Kurzfristig ist es nun aber dringlich, dass mit den Reparaturen insbesondere an den beschädigten Deichen aber auch anderen Küstenschutzanlagen begonnen wird. Dazu erwarten wir nun auch Hilfen vom Bund. Im Rahmen der Besprechung der Regierungschefs der Länder mit dem Bundeskanzler Scholz am 06.November wurde vereinbart, dass eine Bund-/Länder-AG eine Lösung innerhalb von zwei bis drei Wochen herbeiführen soll. Und bei seinem Besuch in Arnis hat Bundeswirtschaftsminister Habeck zu einem Solidaritätsfonds, über den von Bund und Ländern nachgedacht werde, Hoffnungen geweckt. Zitat NDR vom 18. November: Habeck: „Ich geh davon aus, dass das klappt. Ich habe das bei der Ministerpräsidentenkonferenz wie so ein Handschlag verstanden; genau das machen wir so“.

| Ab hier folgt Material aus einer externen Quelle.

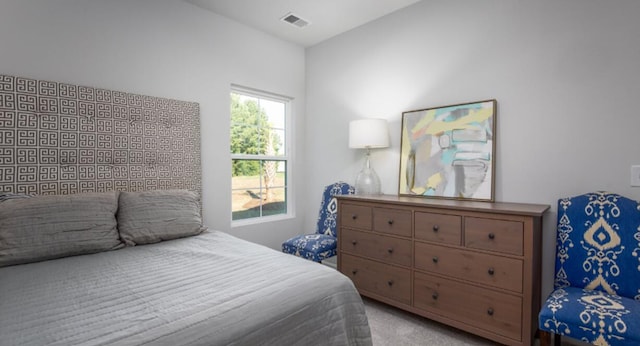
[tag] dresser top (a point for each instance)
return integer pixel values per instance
(494, 207)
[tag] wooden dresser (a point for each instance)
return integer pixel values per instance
(472, 265)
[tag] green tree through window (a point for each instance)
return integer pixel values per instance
(259, 161)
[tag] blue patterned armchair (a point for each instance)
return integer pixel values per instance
(596, 297)
(322, 244)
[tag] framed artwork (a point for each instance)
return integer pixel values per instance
(449, 151)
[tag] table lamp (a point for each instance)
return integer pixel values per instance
(368, 134)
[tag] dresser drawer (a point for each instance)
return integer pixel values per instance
(355, 216)
(392, 221)
(494, 235)
(482, 268)
(387, 249)
(374, 277)
(440, 228)
(492, 311)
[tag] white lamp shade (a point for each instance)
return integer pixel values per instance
(368, 133)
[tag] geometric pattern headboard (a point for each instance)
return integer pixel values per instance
(58, 138)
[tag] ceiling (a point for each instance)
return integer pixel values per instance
(328, 18)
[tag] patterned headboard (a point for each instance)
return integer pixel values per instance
(58, 138)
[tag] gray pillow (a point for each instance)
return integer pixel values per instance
(153, 216)
(46, 227)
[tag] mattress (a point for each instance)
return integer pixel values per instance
(210, 289)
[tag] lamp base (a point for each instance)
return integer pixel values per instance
(367, 182)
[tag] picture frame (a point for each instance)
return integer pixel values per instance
(449, 151)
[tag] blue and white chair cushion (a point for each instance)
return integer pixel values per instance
(597, 282)
(322, 244)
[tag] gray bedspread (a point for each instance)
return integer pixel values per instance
(210, 289)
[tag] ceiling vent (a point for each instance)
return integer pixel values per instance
(294, 19)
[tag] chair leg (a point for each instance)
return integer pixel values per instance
(557, 339)
(545, 338)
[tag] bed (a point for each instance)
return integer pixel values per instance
(208, 288)
(112, 250)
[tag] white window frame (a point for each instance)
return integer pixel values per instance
(251, 92)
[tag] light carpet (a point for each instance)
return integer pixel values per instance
(391, 326)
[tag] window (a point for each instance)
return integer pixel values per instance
(259, 154)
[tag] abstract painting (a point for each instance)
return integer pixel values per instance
(449, 151)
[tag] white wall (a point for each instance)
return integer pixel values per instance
(163, 48)
(565, 75)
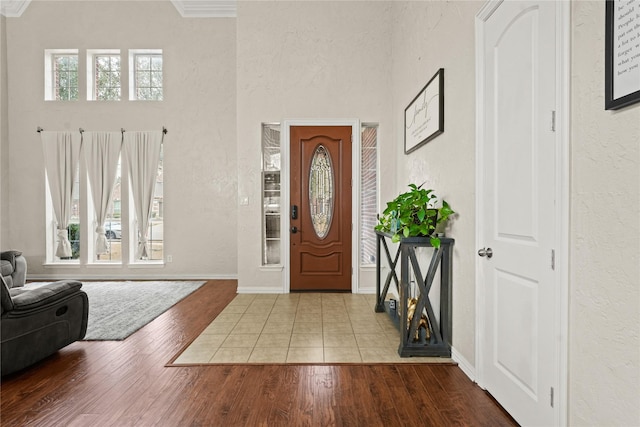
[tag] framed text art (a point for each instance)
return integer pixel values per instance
(622, 53)
(424, 116)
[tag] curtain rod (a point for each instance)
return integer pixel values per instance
(40, 129)
(164, 130)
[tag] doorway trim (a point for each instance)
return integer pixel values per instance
(285, 189)
(562, 191)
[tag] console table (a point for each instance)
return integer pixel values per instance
(439, 343)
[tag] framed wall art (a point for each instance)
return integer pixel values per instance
(424, 116)
(622, 53)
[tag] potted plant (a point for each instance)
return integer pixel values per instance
(414, 214)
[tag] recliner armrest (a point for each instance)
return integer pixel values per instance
(27, 299)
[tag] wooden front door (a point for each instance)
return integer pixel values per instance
(320, 208)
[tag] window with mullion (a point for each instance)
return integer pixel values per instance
(65, 77)
(148, 77)
(107, 77)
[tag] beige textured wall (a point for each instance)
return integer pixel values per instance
(305, 60)
(3, 129)
(604, 320)
(428, 36)
(198, 111)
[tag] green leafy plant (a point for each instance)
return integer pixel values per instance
(414, 214)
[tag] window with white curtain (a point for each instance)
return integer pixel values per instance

Wie wir mit Unterrichtung des Ministers der Staatskanzlei letzte Woche nun aber erfahren durften, konnte vom Bund eine zufriedenstellende Antwort auf seine Finanzierungsbeteiligung im Ergebnis durch den Bund noch nicht gegeben werden. Und die Bundesregierung stellt in ihrem Bericht vom 5. Dezember fest, dass sie nicht von einem Schaden mit nationalem Ausmaß ausgeht und dass neben den sowieso bereitgestellten GAK-Mitteln eine weitergehende Förderung des Bundes abgelehnt wird. Also wohl doch keine kurzfristige Lösung und kein Solidaritätsfonds! Ist das etwa alles ein Missverständnis? Oder will man sich in Berlin nicht an Absprachen erinnern?
Hallo Berlin; hallo Kanzler Scholz, Minister Habeck: Wo bleibt die Solidarität mit Schleswig-Holstein? Wir warten!